[Asia Economy Reporter Changhwan Lee] # Mr. A was diagnosed with hypothyroidism three years ago and took hormone medication, but he marked 'No' to all pre-contract disclosure questions on the insurance application form and signed it by hand before the contract was finalized. Later, when the insurance company notified him of contract termination due to failure to disclose past medical history during the claim process, he claimed to have verbally informed the agent and filed a complaint with the Financial Supervisory Service.

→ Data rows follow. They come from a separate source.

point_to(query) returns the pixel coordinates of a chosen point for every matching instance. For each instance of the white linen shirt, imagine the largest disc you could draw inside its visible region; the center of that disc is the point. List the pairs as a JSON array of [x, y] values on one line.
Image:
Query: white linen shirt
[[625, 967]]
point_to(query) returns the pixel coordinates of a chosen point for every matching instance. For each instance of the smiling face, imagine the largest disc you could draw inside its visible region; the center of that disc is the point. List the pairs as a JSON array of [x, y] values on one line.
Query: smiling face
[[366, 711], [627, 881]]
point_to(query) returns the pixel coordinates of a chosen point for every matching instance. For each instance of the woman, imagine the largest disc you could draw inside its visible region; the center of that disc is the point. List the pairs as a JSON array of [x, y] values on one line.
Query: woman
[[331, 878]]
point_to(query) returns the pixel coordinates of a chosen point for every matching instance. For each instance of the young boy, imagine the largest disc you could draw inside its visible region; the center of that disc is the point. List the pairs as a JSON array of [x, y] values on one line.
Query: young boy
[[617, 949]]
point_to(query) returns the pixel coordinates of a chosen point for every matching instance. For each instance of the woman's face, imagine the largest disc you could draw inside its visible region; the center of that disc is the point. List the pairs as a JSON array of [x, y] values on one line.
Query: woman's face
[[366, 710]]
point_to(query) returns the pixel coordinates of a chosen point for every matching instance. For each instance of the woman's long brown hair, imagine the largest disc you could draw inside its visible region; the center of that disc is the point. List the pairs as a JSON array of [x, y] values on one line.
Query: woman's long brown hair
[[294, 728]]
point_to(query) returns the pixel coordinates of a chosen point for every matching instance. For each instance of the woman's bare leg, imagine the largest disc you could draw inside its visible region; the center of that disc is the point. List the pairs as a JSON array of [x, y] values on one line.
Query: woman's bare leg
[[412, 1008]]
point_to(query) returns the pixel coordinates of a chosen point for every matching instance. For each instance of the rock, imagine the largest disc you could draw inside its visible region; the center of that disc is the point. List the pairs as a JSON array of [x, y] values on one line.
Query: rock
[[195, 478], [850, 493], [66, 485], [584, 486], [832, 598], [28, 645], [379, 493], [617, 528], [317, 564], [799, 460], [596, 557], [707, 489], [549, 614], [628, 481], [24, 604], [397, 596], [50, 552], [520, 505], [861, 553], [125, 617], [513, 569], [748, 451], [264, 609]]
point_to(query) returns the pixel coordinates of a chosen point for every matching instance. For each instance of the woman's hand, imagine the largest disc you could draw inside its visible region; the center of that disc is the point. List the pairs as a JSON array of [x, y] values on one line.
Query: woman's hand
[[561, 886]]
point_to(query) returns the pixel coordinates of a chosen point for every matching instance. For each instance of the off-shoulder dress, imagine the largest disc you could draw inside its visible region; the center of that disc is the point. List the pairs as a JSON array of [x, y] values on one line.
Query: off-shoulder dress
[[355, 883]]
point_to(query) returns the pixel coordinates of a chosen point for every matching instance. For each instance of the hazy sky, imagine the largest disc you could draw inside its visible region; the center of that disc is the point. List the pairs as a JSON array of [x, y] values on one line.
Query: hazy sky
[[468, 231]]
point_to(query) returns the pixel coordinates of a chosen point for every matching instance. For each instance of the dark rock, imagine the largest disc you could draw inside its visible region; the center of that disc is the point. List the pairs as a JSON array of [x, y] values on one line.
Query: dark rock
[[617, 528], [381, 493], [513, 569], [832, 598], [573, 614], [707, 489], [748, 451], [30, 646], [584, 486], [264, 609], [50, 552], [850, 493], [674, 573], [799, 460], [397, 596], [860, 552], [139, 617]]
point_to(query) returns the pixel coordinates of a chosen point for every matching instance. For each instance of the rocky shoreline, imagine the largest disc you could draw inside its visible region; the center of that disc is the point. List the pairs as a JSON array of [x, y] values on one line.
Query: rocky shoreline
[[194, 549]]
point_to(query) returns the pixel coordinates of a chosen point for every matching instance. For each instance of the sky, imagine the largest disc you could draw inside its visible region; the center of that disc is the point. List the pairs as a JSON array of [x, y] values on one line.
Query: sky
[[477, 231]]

# Mr. B recently reviewed his insurance details and found that he had duplicate coverage for injury medical expenses, resulting in double premium payments. He had recently subscribed to driver insurance, but the agent had redundantly enrolled him in injury (actual expense) medical coverage without explanation, prompting him to file a complaint with the Financial Supervisory Service.
The Financial Supervisory Service disclosed on the 26th key points that insurance consumers should be aware of when subscribing to non-life insurance products based on recent major complaint case analyses.
The Financial Supervisory Service emphasized that under the pre-contract disclosure obligation, insurance consumers (policyholders or insured persons) must truthfully inform the insurance company of all matters asked in the pre-contract disclosure section of the application form.
Generally, the pre-contract disclosure obligation is fulfilled by recording the information on the application form and notifying the insurance company. Even if the consumer recalls verbally informing the insurance agent, if there is no evidence to prove this and the application form contains inaccurate information, the insurance company can claim contract termination and denial of claim payment based on the application form.
It was also noted that for actual expense medical coverage, duplicate subscriptions result in proportional compensation only within the actual loss amount.
Actual expense-type coverage includes personal/group actual medical expenses, daily life liability insurance, fire insurance, and driver insurance covering fines, criminal settlement fees, and attorney fees.
The Financial Supervisory Service stressed that since these products provide proportional compensation within the actual loss amount even if subscribed to multiple times, consumers should avoid duplicate subscriptions except for purposes such as expanding coverage scope or increasing coverage amounts.
On the other hand, fixed-amount coverage such as daily hospital allowance and diagnosis fees pay the insured amount specified in each insurance contract separately when an insured event occurs.
Additionally, when subscribing to driver-specific special clauses in automobile insurance (such as single driver limitation, age limitation, spouse/family limitation), consumers must be especially careful as providing incorrect information may result in insurance being subscribed against their will and claims being denied.
The insurance company does not verify the validity of information such as the birthdates of family members or other drivers, so consumers must accurately submit driver information, check for errors, and additionally verify the application form or insurance policy issued by the insurance company.
Furthermore, regarding mileage discount clauses, the advance discount method provides a discount based on the expected mileage at the time of contract, but if the actual mileage at maturity exceeds the agreed mileage, additional premiums will be charged, so consumers should be aware of this as well.